I’ve got a confession to make: I’ve been using Windows 10 on a Vaio.
My MacBook Pro Retina is a few years old now, and it’s been suffering a few broken parts from a rough life on tour. I’d buy another one, but it’s not a great time to buy a new Apple – the current laptop range is a little long in the tooth.
When the Microsoft store ran a fire sale on the Vaio Canvas Z, a powerful Windows 10 tablet, I had to give it a shot. Allan Hirt had given me a demo of it at the MVP Summit, and I was really impressed. The hardware is perfect for me: 16GB of RAM and 1TB of SSD space makes for a demo-friendly presenter laptop, and the tablet screen with detachable keyboard is a great movie platform for airplane time.
I’ll blog about the general hardware and Windows 10 experience later, but today I’m focusing on something I use a lot: virtualization. Setting up a few new VMs was an eye-opener.
Hyper-V can’t always share WiFi networks with guests. Microsoft says “wireless networking is quite tricky for virtualization” – errr, it’s just worked on Macs as long as I’ve been using them, and I’m pretty sure this used to work fine for Microsoft’s own Virtual PC. WiFi isn’t going away – this needs to just work out of the box without 11-step workarounds.
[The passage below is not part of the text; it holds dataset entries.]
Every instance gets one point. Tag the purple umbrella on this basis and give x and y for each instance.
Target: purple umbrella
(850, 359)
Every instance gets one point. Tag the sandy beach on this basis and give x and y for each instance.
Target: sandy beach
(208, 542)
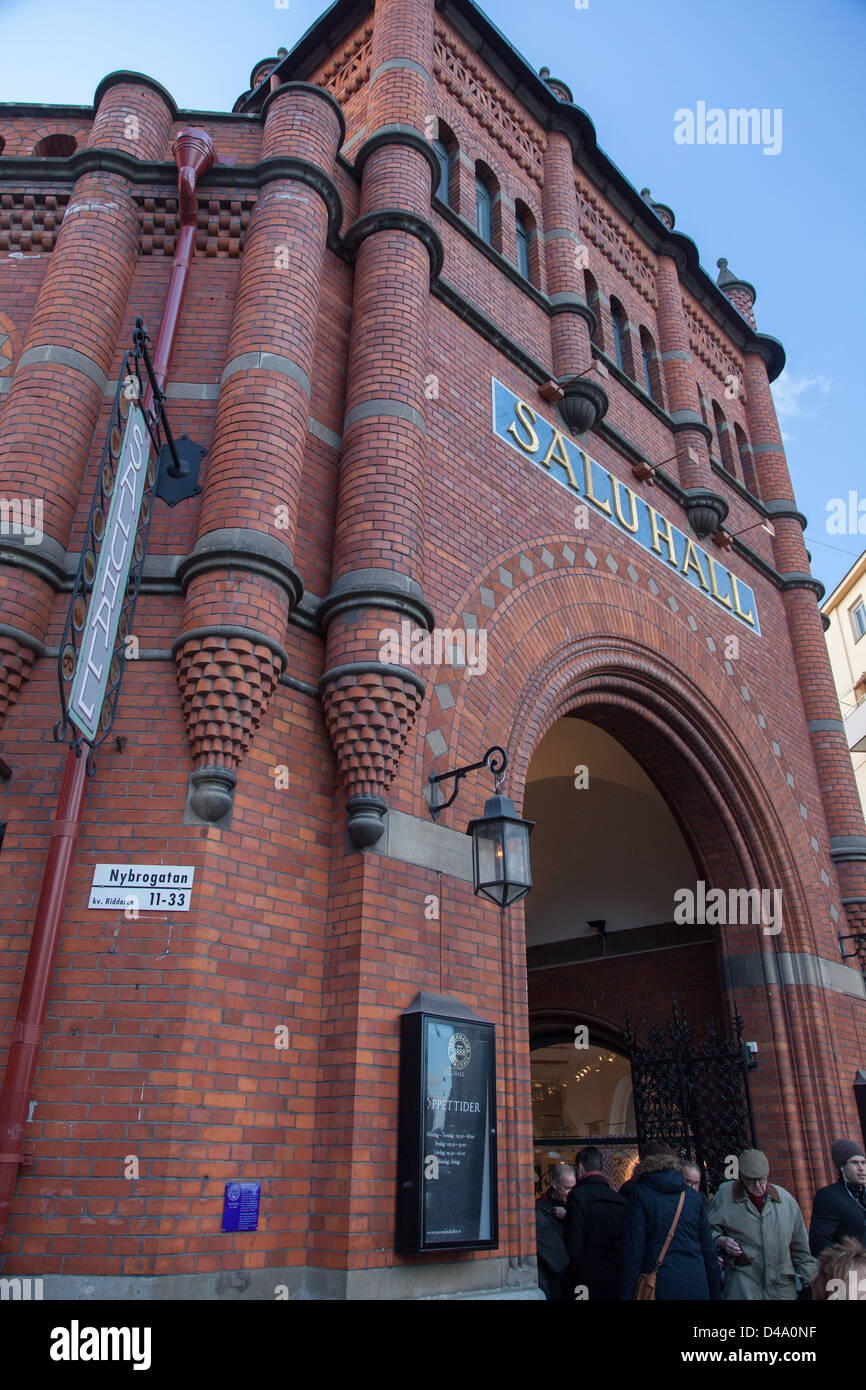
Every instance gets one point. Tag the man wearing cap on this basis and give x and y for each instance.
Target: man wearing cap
(761, 1232)
(840, 1209)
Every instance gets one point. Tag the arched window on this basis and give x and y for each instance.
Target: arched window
(523, 246)
(723, 435)
(651, 367)
(527, 243)
(445, 149)
(747, 462)
(56, 146)
(617, 319)
(484, 209)
(595, 305)
(488, 206)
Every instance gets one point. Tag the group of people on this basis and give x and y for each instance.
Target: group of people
(747, 1243)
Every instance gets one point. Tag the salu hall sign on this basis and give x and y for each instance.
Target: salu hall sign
(524, 430)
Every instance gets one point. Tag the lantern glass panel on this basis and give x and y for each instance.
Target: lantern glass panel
(489, 858)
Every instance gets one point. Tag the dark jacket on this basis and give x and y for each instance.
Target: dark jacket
(594, 1236)
(837, 1211)
(691, 1268)
(552, 1254)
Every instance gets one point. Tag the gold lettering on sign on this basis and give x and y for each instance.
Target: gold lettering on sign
(556, 452)
(617, 505)
(588, 489)
(527, 419)
(747, 617)
(662, 524)
(691, 562)
(715, 583)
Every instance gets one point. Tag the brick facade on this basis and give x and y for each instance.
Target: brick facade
(335, 355)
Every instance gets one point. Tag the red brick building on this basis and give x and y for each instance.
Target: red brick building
(398, 389)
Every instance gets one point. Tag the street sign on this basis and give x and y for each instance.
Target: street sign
(142, 887)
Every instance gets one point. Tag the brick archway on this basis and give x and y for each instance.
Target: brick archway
(569, 638)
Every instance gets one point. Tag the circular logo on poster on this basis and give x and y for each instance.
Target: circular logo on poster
(459, 1051)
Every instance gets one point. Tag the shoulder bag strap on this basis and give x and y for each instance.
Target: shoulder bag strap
(670, 1233)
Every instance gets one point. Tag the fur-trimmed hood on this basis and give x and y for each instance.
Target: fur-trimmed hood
(658, 1164)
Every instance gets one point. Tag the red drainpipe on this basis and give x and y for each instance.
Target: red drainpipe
(193, 154)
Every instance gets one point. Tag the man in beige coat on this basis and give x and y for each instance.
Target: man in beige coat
(761, 1232)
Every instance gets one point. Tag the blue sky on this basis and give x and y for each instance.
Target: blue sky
(790, 223)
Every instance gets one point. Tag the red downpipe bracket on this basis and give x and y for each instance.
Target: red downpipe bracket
(193, 154)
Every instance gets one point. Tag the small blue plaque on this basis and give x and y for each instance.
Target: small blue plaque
(241, 1207)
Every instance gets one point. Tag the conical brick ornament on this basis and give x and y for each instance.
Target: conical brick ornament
(370, 715)
(225, 683)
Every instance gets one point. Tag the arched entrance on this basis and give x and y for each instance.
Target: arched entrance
(624, 822)
(608, 861)
(581, 1096)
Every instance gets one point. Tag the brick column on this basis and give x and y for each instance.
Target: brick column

You can only drag & drop files into certain guest OS versions. During VM setup, it almost seemed random – some of my VMs could, some couldn’t. Eventually I figured out that “enhanced session mode” – which enables stuff like drag & drop and copy/paste files – only works on Windows 8.1 and Win2012 R2 VMs. (I tend to use older Windows versions with my older SQL Server versions because it lines up with what clients typically use – they don’t usually run SQL Server 2008 on Win2012R2.)
Plugging new USB devices into guests is a pain. On a Win2012 R2 host, you have to open Hyper-V Manager, right-click on the guest, click Connect, click Show Options, click Local Resources, click More, expand the Drives list, check the box for the USB drive. Here’s a screenshot tour of the process. On Macs with VMware – just plug in any USB drive or device, and you get a popup asking if you want it to be connected to the Mac, or to which running VM. Done.
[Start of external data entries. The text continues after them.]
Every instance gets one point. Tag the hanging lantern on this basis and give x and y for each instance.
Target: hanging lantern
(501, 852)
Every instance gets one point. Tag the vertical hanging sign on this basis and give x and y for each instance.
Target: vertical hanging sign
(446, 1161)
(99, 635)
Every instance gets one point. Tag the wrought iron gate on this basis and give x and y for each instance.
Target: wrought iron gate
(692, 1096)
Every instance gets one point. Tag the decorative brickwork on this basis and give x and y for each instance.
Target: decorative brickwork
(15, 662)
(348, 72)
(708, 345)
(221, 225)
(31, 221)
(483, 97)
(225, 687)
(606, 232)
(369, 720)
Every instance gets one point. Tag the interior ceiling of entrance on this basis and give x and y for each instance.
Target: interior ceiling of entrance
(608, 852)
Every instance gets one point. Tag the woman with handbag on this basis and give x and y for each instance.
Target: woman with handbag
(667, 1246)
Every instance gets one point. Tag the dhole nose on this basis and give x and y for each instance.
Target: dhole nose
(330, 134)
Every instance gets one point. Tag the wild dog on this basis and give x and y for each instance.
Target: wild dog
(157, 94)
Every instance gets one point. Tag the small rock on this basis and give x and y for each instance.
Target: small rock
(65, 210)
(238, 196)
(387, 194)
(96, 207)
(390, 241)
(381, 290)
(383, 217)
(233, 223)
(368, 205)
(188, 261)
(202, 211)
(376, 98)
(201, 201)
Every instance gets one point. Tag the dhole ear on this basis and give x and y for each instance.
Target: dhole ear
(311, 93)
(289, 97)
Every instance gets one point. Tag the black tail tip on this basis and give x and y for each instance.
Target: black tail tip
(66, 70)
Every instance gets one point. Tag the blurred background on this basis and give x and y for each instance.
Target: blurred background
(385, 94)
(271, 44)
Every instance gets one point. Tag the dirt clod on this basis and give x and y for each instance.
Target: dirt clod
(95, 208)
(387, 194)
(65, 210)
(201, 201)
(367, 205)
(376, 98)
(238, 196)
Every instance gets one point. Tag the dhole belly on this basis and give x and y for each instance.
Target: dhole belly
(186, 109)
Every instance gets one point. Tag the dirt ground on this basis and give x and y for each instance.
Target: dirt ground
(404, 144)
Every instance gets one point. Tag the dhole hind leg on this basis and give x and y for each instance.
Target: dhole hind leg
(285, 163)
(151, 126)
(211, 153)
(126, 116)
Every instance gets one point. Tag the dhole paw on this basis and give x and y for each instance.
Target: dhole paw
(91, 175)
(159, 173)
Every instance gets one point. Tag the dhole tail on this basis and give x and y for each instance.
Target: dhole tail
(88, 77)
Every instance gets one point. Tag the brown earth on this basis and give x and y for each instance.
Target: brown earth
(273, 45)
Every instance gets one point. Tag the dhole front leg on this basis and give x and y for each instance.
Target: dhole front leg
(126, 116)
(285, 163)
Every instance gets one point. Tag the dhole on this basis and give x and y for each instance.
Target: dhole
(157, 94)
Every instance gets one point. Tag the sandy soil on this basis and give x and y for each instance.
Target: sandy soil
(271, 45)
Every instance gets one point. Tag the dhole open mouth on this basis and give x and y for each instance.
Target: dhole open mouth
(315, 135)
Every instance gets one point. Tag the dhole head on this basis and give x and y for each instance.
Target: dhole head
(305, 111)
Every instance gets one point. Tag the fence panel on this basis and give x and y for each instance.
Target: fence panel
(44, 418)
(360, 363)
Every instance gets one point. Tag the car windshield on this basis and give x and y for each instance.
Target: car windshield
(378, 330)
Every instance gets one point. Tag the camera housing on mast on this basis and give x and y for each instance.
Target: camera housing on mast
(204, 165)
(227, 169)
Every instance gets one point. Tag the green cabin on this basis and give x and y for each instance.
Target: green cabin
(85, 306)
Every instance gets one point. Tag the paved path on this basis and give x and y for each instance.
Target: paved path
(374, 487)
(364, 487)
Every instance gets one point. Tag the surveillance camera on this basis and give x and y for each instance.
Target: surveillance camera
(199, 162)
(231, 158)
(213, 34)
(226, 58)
Hyper-V HighDPI screens are a mess. Years ago, Apple laid a ton of groundwork to prepare for Retina displays, and as a result, guests don’t need to know anything about the resolution they’re running on. OS X can seamlessly scale any app up or down. Windows, not so much – on the high-resolution Vaio, Hyper-V guests start up with microscopically small text, and up-scaling server OS’s ends up looking like hell.
The verdict: you get what you pay for.
I get it, it’s an unfair competition: Hyper-V is included free with Windows, and I’m comparing it to a paid product (VMware Fusion). I also understand that I’m focusing on things that don’t matter for data center virtualization projects, where WiFi, drag & drop, USB, and HighDPI screens don’t matter.
But on laptops at least, Hyper-V’s experience leaves a lot to be desired.